In a 2023 lawsuit, Yarimi alleged that an NYPD officer groomed and raped her throughout her teenage years after she was arrested for shoplifting. The city settled her suit for $2 million in December, and the officer was fired from the NYPD in 2022 following allegations of stalking and harassment from another woman.
“While today’s sentence is shorter than the maximum we recommended, it sends a clear message that reckless driving will be vigorously prosecuted and met with serious consequences,” Brooklyn District Attorney Eric Gonzalez said in a statement.

Obtained by Daily News
Natasha Saada (right) was killed on March 29 with two of her children when they were struck on Ocean Parkway in Brooklyn. (Obtained by Daily News)
The Saada family’s civil lawyer Herschel Kulefsky pushed back on that statement.

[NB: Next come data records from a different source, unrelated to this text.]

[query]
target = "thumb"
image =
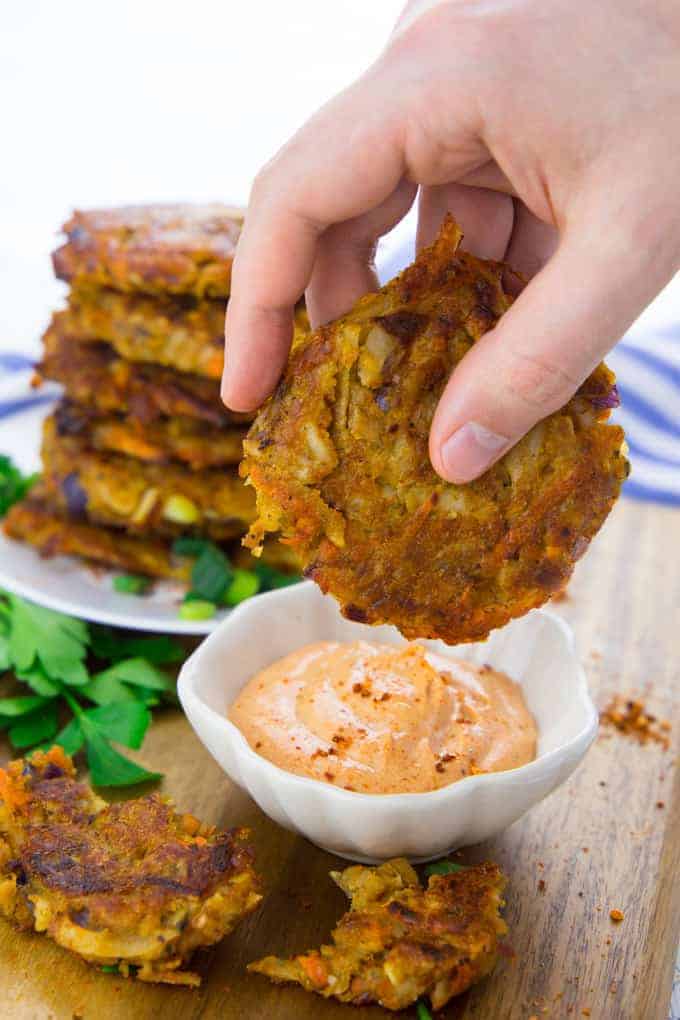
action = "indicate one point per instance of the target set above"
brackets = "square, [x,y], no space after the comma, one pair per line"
[542,349]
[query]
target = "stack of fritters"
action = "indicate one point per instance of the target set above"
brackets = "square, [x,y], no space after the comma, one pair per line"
[141,449]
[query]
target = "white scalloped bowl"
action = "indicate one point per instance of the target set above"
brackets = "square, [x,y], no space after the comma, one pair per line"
[537,651]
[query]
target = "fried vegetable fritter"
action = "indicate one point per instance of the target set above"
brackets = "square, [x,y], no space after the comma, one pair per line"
[93,374]
[134,883]
[155,249]
[53,532]
[399,942]
[143,498]
[187,440]
[340,462]
[180,333]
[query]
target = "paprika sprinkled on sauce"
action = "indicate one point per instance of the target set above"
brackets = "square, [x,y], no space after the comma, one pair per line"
[379,719]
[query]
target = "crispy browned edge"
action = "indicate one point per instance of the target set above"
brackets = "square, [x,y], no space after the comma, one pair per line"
[156,249]
[105,873]
[399,942]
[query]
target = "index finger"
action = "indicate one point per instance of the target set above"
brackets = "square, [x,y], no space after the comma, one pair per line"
[345,161]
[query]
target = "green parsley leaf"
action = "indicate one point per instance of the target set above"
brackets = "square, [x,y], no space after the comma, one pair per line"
[124,722]
[20,706]
[5,658]
[13,483]
[141,673]
[211,573]
[114,683]
[104,689]
[38,680]
[197,609]
[244,585]
[115,645]
[70,738]
[131,584]
[445,868]
[107,766]
[35,726]
[58,642]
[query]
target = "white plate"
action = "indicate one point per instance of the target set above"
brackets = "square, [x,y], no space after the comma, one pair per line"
[63,582]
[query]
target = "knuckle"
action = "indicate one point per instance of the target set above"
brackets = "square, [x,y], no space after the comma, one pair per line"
[538,383]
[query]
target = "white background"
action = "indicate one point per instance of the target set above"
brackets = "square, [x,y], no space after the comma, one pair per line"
[107,103]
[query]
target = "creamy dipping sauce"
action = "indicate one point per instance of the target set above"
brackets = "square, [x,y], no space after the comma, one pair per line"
[378,719]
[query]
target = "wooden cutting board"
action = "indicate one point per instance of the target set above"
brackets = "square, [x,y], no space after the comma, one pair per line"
[603,840]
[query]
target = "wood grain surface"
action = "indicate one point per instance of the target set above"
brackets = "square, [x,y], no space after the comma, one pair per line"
[603,840]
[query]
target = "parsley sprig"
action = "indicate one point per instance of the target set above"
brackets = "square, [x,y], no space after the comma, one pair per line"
[215,581]
[13,483]
[98,684]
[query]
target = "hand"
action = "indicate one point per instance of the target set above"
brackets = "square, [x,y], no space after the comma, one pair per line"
[551,130]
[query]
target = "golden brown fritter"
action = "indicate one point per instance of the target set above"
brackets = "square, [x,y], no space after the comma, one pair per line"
[53,532]
[132,883]
[143,498]
[156,249]
[180,333]
[187,440]
[93,374]
[399,942]
[340,462]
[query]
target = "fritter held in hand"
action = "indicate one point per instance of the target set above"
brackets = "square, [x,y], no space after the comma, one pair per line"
[155,249]
[93,374]
[134,883]
[340,462]
[144,498]
[399,941]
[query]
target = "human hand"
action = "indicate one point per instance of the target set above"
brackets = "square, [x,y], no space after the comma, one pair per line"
[551,131]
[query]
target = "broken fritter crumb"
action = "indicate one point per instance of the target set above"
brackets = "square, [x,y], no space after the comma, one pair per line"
[630,716]
[132,886]
[338,458]
[399,941]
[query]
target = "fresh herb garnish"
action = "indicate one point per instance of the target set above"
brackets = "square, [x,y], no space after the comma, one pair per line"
[216,582]
[131,584]
[106,680]
[13,483]
[197,609]
[445,868]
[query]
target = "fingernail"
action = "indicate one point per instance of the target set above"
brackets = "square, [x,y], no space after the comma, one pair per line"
[470,451]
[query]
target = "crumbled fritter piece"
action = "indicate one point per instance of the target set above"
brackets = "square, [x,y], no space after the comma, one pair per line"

“No, this sends a clear message that reckless driving, it’s not so bad. She’s been driving recklessly for a long, long time,” he said.
Kulefsky also blasted Yarimi’s statement in court.
“Today was the first time she expressed any apology or remorse, which I think was based on the fact that she’s being sentenced,” he said. “All of a sudden, today, for the first time, there’s tears, and there’s an apology.”
March 31, 2025: Driver said she was ‘possessed’
New York Daily News Front page of the New York Daily News for March 31, 2025: “Unstable” influencer charged with manslaughter in Brooklyn crash had just won $2M lawsuit against NYPD. Miriam Yarimi (above), the driver charged with manslaughter after she crashed her Audi, resulting in the death of a woman and two young children, Diana and Deborah Saada (inset, with brother who was hospitalized), had a suspended license.
Yarimi’s lawyer Joseph Amsel called her apology “heartfelt,” and said that prosecutors had taken her earlier statements out of context.
“They cherry-picked certain phrases,” he said. “They just wrote things just for the sole purpose of trying to dirty her up.”